US-based snacks manufacturer Snyder's-Lance’s acquisition of Diamond Foods has inched closer to completion with the expiration of anti-trust approval waiting period.
According to the previously announced acquisition deal, Snyder's-Lance will take over all the issued and outstanding shares of common stock of Diamond Foods.
Snyder's Lance and Diamond Foods had filed Pre-Merger Notification and Report Forms as required by the Hart-Scott-Rodino Antitrust Improvements Act of 1976 with the US Federal Trade Commission.
The expiration of the waiting period satisfies one of the closing conditions required for the completion of the acquisition process. The transaction, however, is subject to other closing conditions, which include the approval of shareholders.

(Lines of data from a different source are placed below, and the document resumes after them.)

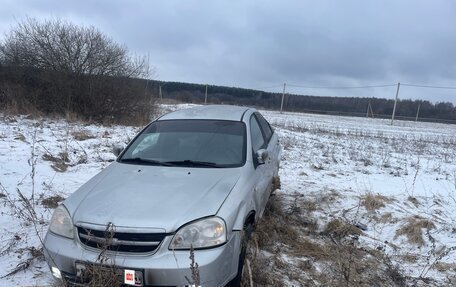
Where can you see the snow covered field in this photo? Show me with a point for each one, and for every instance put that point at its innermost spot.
(395, 184)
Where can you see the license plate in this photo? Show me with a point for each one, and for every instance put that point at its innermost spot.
(109, 275)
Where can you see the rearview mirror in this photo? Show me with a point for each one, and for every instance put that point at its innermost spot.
(117, 149)
(262, 155)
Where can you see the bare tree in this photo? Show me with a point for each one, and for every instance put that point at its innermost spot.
(61, 46)
(62, 68)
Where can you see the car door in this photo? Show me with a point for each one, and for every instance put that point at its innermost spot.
(263, 172)
(273, 146)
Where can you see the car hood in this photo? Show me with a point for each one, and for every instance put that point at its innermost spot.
(151, 197)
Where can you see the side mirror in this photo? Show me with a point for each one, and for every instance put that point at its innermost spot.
(117, 149)
(262, 155)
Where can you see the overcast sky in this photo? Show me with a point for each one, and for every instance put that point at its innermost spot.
(259, 44)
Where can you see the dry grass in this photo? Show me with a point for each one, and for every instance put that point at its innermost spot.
(413, 229)
(52, 201)
(283, 249)
(340, 229)
(82, 135)
(373, 202)
(59, 163)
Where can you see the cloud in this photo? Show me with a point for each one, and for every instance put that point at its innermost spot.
(263, 43)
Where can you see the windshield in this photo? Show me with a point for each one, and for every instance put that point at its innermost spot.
(196, 143)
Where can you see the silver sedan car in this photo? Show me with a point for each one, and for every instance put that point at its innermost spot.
(177, 206)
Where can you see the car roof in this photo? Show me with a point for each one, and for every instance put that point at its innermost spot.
(209, 112)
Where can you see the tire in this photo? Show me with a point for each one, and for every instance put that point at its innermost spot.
(247, 233)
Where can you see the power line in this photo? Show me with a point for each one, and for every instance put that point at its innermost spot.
(270, 87)
(342, 87)
(430, 87)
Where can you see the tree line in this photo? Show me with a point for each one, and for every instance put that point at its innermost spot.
(355, 106)
(55, 67)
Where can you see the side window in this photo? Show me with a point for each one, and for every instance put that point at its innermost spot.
(265, 127)
(256, 134)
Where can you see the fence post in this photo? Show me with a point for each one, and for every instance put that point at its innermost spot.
(283, 96)
(395, 103)
(417, 112)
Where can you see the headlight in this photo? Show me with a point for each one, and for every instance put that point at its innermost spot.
(61, 223)
(204, 233)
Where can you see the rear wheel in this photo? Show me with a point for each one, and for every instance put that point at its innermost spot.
(245, 237)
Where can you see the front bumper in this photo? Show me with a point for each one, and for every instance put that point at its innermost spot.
(161, 268)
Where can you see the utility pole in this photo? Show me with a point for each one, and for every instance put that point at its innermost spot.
(417, 112)
(367, 112)
(395, 103)
(283, 96)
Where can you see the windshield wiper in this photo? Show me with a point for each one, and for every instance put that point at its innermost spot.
(145, 161)
(197, 163)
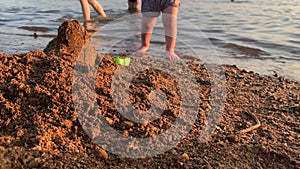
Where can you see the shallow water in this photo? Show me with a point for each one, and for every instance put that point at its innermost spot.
(263, 36)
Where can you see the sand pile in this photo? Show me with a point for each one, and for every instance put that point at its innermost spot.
(39, 127)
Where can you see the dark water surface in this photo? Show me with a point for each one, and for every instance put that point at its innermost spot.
(258, 35)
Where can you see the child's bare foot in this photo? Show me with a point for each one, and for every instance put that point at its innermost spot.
(142, 49)
(172, 55)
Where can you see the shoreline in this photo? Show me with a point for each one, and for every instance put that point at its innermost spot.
(39, 127)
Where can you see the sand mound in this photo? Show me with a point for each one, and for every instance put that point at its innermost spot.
(39, 127)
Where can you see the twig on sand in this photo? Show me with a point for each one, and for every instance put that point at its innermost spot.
(237, 135)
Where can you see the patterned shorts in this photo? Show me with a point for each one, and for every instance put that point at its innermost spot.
(154, 7)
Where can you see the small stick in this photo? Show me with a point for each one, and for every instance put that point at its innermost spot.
(257, 125)
(237, 135)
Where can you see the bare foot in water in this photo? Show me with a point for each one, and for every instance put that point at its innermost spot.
(172, 55)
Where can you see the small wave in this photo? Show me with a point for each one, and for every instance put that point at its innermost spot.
(244, 50)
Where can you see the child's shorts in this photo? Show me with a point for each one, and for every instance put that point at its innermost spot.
(154, 7)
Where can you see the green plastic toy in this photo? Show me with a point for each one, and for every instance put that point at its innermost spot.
(122, 61)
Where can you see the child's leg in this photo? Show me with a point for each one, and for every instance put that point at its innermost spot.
(98, 8)
(85, 9)
(148, 23)
(169, 18)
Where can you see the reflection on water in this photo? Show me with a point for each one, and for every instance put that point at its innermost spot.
(256, 35)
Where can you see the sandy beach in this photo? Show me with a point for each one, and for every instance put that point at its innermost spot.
(259, 126)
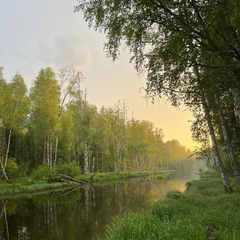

In October, Snyder's-Lance announced that it would acquire snack food and culinary nut company Diamond Foods for approximately $1.91bn, which includes $640m of debt.
The terms of the agreement state that on completion of the acquisition process, Diamond Foods stockholders will receive 0.775 Snyder's-Lance shares and $12.50 in cash for every Diamond Foods share.
The takeover deal, which is slated to be completed in early 2016, had been approved by the board of directors of both the companies.
The acquisition deal will help Snyder's-Lance to expand its business across the snacking segment and enhance its existing food channel presence.
The company expects this transaction can help it strengthen its Direct Store Delivery (DSD) network in the US and provide a platform for growth in the UK and across Europe.